Describe the pathology of cuboid syndrome.

A

Subluxation of cuboid bone causing poor arthrokinematic and also impinging synovial folds and local ligaments. Likely related to fib longus everting the cuboid dorsal and medial movement) when the rest of the foot is supinating/inverting.
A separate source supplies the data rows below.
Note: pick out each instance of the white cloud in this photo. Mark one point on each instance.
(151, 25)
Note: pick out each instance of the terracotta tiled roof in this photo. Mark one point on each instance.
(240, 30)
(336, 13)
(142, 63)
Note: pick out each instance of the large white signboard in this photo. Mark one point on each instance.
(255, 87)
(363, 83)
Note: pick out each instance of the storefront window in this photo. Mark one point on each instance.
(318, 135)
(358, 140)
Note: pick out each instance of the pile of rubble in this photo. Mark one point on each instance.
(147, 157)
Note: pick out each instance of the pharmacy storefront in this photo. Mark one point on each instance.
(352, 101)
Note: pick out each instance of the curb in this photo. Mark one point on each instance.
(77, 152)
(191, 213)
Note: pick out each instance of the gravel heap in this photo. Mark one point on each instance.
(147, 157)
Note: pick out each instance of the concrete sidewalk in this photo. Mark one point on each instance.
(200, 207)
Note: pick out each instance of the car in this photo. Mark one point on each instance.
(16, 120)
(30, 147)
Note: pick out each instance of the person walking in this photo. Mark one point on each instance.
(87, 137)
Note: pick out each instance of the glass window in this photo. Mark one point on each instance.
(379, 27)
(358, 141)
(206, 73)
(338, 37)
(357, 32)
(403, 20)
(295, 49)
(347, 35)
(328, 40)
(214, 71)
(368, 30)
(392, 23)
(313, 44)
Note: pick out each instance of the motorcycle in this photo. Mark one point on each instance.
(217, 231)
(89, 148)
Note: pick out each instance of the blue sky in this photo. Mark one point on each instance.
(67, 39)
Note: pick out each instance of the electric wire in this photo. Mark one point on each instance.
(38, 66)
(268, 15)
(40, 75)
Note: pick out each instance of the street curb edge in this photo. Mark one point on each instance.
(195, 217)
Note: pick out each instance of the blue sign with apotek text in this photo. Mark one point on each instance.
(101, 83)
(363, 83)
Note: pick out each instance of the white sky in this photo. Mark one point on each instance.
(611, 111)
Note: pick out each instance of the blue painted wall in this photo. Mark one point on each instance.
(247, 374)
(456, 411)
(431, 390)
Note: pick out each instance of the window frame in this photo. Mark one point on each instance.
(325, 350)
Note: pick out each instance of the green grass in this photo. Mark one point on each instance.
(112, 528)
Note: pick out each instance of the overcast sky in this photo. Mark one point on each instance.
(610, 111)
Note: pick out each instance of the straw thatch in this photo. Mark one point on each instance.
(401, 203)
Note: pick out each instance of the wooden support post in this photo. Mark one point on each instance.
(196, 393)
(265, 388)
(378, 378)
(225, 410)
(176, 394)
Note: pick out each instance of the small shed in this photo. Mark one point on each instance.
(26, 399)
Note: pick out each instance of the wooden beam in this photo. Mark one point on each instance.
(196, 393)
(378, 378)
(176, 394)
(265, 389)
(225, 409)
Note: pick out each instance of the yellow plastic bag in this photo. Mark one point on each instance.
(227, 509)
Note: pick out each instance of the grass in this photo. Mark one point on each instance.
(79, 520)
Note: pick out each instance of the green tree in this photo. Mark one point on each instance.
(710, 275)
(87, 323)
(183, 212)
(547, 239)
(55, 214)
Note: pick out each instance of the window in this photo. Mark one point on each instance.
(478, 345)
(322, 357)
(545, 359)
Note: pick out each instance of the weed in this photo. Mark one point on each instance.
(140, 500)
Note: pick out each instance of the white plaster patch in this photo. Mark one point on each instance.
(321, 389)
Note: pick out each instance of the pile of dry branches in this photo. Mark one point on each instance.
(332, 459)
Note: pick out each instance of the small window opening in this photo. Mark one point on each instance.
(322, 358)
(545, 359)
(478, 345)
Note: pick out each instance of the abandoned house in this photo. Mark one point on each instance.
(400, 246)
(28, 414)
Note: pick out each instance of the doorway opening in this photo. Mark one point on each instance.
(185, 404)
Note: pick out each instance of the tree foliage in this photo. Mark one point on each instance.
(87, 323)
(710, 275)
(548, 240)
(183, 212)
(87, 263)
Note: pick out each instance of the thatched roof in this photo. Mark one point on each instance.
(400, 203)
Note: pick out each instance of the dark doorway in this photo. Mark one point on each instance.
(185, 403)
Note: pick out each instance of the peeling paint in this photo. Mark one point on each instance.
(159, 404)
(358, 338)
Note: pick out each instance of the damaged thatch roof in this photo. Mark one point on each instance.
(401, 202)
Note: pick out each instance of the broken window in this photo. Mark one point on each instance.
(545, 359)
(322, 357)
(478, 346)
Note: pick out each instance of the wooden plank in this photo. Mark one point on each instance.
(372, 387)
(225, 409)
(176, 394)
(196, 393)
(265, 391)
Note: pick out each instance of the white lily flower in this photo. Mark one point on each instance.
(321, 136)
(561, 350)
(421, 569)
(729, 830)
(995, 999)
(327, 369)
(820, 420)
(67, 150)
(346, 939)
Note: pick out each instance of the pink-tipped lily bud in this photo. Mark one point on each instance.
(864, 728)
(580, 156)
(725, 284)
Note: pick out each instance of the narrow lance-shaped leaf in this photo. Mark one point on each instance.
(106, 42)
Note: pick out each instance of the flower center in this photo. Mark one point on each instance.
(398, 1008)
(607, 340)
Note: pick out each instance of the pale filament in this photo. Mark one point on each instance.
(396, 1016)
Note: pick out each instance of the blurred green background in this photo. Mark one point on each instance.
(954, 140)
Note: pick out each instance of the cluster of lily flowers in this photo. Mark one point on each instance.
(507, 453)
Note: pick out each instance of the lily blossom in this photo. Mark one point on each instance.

Common after trauma (ie inversion sprain, sudden lateral movements/eversion repeated, severe overpronation.

26
Q

Desccribe the presentation of cuboid syndrome.

A

i) lateral ankle pain, may radiate.
ii) history of sprain
iii) pain in push off, hopping, lateral movements
iv) antalgic - esp in push off phase
v) may have dorsal sulcus sign
vi) resisted inv/ev reproduce pain
vii) +ve midtarsal adduction test
viii) +ve midtarsal supination test
ix) pain on plantar and/or dorsal glide of cuboid (may be hypermobile or hypomobile)

27
Q

Describe the treatment techniques for cuboid syndrome.

A

i) Cuboid whip (Gr V dorsal glide on whip into PF/inv)
ii) cuboid squeeze (maximal PF and flex foot while squeezing cuboid into DF)
iii) dorsal parallel thrust technique
iv) mitigate overpronation
v) cuboig glides
vii) taping for cuboid or MLA

28
Q

List the common causes of posterior heel pain.

A

i) Haglunds deformity
ii) Achilles tendinopathy
iii) retrocalcaneal bursitis
iv) sever’s disease (calcaneal aopohysitis in kids and teens)

29
Q

List common causes of medial and lteral ankle pain.

A

i) tib post tendinopathy
ii) FDL tendinopathy
iii) FHL tendinopathy

iv) peroneal tendinopathy

30
Q

List common differential diagnoses for plantar fasciitis.

A

i) fat pad atrophy (pain w/ prolonged standing, night pain, no morning difference)
ii) tarsal tunnel syndrome
iii) calcaneal stress fracture

31
Q

List the tests for tarsal tunnel syndrome.

A

i) Forced dorsiflexion/inversion (incr tenderness 10-15s)
ii) Tinel’s test
iii) Triple compression test (PF, inversion and pressure over TT for 30s)

32
Q

Describe some potential pathophysiological processes at proposed for MTSS.

A

i) traction forces on the periosteum from deep posterior compartment (tib post, FDL and soleus)
ii) metabolic bone changes and increased porosity at posteromedial border (repetitive bending causes invreased osteoclast activity and local osteopenia);

33
Q

Describe the risk factors for MTSS.

A

i) increased navicular drop
ii) increased hip ER ROM in flex
iii) female, high BMI
iv) incr PF ROM
v) incr subtalar ROM
vi) hyperpronation or supination
vii_ tightness in deep posterior muscle compartment
viii) increased subtalar ROM
ix_ reduce proprio

34
Q

Outline important education for pts w/ MTSS.

A

i) can take 90 days to run with minimal pain
ii) load reduction
iii) modalities (ice)
iv) full recovery can take 9-12mo if symptoms last >3mo

35
Q

Outline key treatment components for MTSS.

A

i) Graduated loading <10-20% increase per week
ii) Plantar flexion graduated strength/loading (isos eccentric and concentric)
iii) manual therapy and STR for restictions/abnormalities.